University Diaries, on the increasing interest in Loren Pope and Colleges that Change Lives, his guide to 40 of America’s great liberal arts colleges:
As more and more Americans realize how many excellent colleges there are—many of them in settings more inspiring than New Haven—the Ivies run the risk of becoming drab asylums for the status-obsessed.
Run the risk? I’d say they’re mostly post-shark already.
You know, if you were going to go to the trouble of remastering a movie for DVD, including adding 5.1 Dolby Surround sound, you’d think it would be trivial to master the DVD in anamorphic mode so I’d get more than about 300 lines of effective vertical resolution on my 16:9 HDTV. Grr.
The failure rate on the bar exam appears to be rising, although the absolute number of individuals passing the bar seems to be nearly constant nationwide over time.
Multiple-choice question: which of the following explanations for this pattern is most plausible?
- Although more students are graduating from law school today than a decade ago, they are nonetheless dumber, at least as measured by the bar exam.
- Affirmative action is churning out large numbers of law school graduates who subsequently cannot pass the bar.
- The body of knowledge necessary to practice law in America has substantially increased in the past decade, thus requiring greater knowledge by new attorneys; thus the bar exam has become harder.
- The bar exam is designed to limit the supply of lawyers, not to test whether potential lawyers have sufficient knowledge to practice law.
Free hint: the bar exam is set by existing members of the profession who have a state-granted monopoly on the practice of law.
þ: Glenn Reynolds and Amber Taylor’s comments.
Division of Labour links a Reuters piece that says ”[t]he day is coming when carriers will require special fees even to check a bag.” That day has already arrived in Europe, which you’d think Reuters (of all news agencies) would already be aware of.
A couple of disconnected thoughts about the NCAA basketball tournament thus far:
- If the NCAA wants us to treat the play-in game as part of the “real” tournament, they’re going to have to do better than producing “Opening Round” bunting for the scorer’s table.

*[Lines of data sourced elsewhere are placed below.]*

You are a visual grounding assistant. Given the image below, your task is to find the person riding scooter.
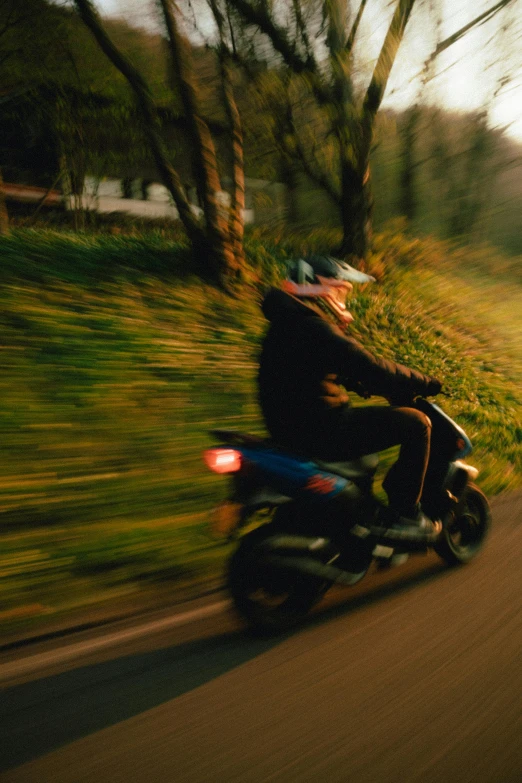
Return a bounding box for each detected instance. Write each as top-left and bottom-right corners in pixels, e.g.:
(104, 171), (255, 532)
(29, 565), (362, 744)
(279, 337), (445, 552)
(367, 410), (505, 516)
(258, 256), (442, 536)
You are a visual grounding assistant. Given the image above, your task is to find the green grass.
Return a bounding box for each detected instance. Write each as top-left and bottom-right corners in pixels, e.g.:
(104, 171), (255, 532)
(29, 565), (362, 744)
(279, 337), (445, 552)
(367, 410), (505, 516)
(0, 229), (522, 631)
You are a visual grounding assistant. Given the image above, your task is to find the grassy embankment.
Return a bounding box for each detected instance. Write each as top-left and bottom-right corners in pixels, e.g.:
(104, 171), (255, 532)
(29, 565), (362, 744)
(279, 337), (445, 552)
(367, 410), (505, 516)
(0, 225), (522, 631)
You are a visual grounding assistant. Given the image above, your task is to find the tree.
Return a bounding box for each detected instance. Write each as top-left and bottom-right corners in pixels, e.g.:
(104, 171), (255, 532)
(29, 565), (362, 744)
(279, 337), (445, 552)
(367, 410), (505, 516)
(74, 0), (244, 286)
(230, 0), (512, 258)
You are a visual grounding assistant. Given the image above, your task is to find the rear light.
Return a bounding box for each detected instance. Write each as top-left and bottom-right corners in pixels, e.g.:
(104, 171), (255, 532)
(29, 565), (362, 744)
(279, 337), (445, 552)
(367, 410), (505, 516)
(203, 448), (241, 473)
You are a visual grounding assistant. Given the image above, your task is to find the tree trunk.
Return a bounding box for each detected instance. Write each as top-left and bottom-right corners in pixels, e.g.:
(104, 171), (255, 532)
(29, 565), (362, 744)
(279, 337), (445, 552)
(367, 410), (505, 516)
(399, 105), (420, 223)
(74, 0), (219, 277)
(0, 169), (9, 236)
(159, 0), (244, 287)
(335, 160), (373, 259)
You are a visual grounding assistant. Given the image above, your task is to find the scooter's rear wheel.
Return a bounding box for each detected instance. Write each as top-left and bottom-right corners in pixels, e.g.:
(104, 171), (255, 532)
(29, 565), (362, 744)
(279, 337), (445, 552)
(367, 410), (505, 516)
(228, 526), (325, 635)
(435, 484), (491, 565)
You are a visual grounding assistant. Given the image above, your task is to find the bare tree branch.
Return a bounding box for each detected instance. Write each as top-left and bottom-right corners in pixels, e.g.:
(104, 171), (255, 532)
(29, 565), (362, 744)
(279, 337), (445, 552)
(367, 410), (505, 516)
(428, 0), (516, 62)
(69, 0), (201, 241)
(231, 0), (317, 73)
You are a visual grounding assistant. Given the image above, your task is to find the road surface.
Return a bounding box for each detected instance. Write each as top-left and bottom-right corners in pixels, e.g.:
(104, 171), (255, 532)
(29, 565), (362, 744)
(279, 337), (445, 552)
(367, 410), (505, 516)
(0, 494), (522, 783)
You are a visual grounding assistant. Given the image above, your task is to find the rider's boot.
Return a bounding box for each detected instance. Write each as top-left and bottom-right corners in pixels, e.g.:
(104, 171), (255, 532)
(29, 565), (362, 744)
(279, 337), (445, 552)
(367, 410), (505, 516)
(352, 504), (441, 544)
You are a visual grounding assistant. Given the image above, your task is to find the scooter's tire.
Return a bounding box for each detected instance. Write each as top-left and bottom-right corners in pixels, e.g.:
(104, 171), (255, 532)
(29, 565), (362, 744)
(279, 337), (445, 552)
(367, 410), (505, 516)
(228, 526), (326, 636)
(434, 484), (491, 566)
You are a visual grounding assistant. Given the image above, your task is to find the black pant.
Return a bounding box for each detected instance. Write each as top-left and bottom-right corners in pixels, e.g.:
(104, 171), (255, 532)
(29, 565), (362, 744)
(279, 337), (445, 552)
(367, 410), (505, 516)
(306, 405), (431, 516)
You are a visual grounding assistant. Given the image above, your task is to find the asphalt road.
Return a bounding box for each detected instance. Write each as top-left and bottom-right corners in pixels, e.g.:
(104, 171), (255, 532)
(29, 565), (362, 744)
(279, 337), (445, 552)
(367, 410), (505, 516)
(0, 494), (522, 783)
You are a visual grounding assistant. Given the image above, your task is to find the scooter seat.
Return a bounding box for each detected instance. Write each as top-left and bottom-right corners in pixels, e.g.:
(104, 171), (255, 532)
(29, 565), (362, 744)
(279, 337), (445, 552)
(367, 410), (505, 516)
(317, 454), (379, 479)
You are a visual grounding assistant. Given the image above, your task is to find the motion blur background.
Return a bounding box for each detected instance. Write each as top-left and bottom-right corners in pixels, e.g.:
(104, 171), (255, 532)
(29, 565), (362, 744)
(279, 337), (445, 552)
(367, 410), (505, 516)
(0, 0), (522, 633)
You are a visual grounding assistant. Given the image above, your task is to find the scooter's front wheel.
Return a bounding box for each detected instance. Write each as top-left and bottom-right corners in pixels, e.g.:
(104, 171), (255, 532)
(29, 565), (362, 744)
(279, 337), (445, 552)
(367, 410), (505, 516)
(228, 530), (325, 635)
(435, 484), (491, 565)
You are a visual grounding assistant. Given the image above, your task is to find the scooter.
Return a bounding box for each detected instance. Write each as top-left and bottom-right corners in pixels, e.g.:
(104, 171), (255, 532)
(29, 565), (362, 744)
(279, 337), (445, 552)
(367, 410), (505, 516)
(204, 398), (491, 634)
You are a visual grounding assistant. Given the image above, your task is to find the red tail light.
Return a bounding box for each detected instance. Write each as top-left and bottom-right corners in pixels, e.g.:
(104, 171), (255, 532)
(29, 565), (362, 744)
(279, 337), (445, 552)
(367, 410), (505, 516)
(203, 448), (241, 473)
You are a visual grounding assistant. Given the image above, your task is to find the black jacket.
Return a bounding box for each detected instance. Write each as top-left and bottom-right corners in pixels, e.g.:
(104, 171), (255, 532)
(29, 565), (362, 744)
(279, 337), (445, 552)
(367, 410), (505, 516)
(258, 288), (440, 448)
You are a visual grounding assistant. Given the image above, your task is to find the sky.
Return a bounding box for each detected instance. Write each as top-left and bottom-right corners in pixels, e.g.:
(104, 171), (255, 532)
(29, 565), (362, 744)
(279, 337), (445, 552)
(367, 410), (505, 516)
(94, 0), (522, 142)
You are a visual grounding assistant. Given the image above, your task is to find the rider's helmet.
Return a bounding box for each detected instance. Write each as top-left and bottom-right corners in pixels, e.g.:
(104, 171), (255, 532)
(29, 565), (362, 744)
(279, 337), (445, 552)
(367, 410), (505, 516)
(283, 255), (375, 324)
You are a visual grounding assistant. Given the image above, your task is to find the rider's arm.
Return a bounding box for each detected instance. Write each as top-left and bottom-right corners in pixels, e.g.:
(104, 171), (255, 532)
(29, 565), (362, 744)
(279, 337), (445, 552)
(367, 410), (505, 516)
(322, 322), (442, 401)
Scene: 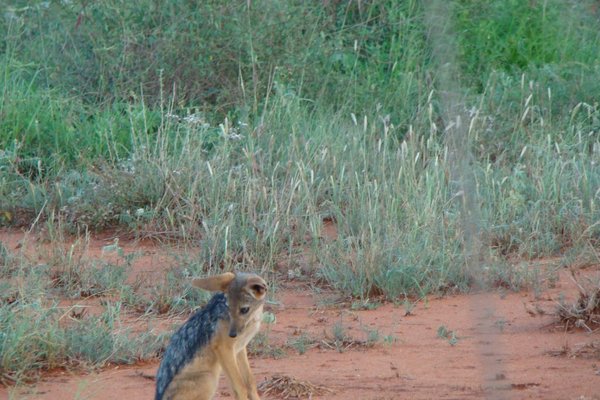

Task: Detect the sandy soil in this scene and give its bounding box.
[0,231,600,400]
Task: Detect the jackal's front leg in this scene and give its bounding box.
[237,347,260,400]
[216,346,254,400]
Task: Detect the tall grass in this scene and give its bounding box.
[0,0,600,297]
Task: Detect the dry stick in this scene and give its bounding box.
[424,0,510,399]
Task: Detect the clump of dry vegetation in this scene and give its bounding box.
[258,375,332,399]
[556,270,600,332]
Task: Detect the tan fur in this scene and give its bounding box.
[164,272,267,400]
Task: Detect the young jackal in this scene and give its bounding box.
[155,272,267,400]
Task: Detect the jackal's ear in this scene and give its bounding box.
[192,272,235,292]
[246,276,267,300]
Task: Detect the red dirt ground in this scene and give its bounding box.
[0,231,600,400]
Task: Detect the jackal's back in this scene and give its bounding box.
[155,293,229,400]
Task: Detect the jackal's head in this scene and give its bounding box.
[192,272,267,338]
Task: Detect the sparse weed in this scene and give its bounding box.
[286,332,316,355]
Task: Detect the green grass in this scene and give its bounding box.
[0,0,600,388]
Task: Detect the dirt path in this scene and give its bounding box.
[0,230,600,400]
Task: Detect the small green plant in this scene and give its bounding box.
[437,325,459,346]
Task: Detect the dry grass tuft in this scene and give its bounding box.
[556,270,600,332]
[258,375,332,399]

At the very least, they need to call ESPN and tell them that they’re not allowed to do bush-league phone-in blowout material over the game action. More realistically, the “opening round” needs to be a real round, with four play-in games—one for each region. And the games need to be played in front of a crowd that gives a shit about the outcome, which you’re not generally going to find in Dayton, Ohio.
- I’d never accuse the selection committee of showing favoritism toward generating good product, but it’s a mighty convenient coincidence that a lot of good, name-brand major conference teams are free to play deep into the now NCAA-owned-and-operated NIT rather than facing a second-round “big dance” exit against like likes of UConn or Duke.
My brackets, incidentally, are pretty boring; I’m not at all sold on Gonzaga or Tennessee doing much in the tourney. I picked Duke to win it all, over North Carolina (in my Yahoo! bracket) and Boston College (in my ESPN bracket)—I think otherwise the two brackets are identical.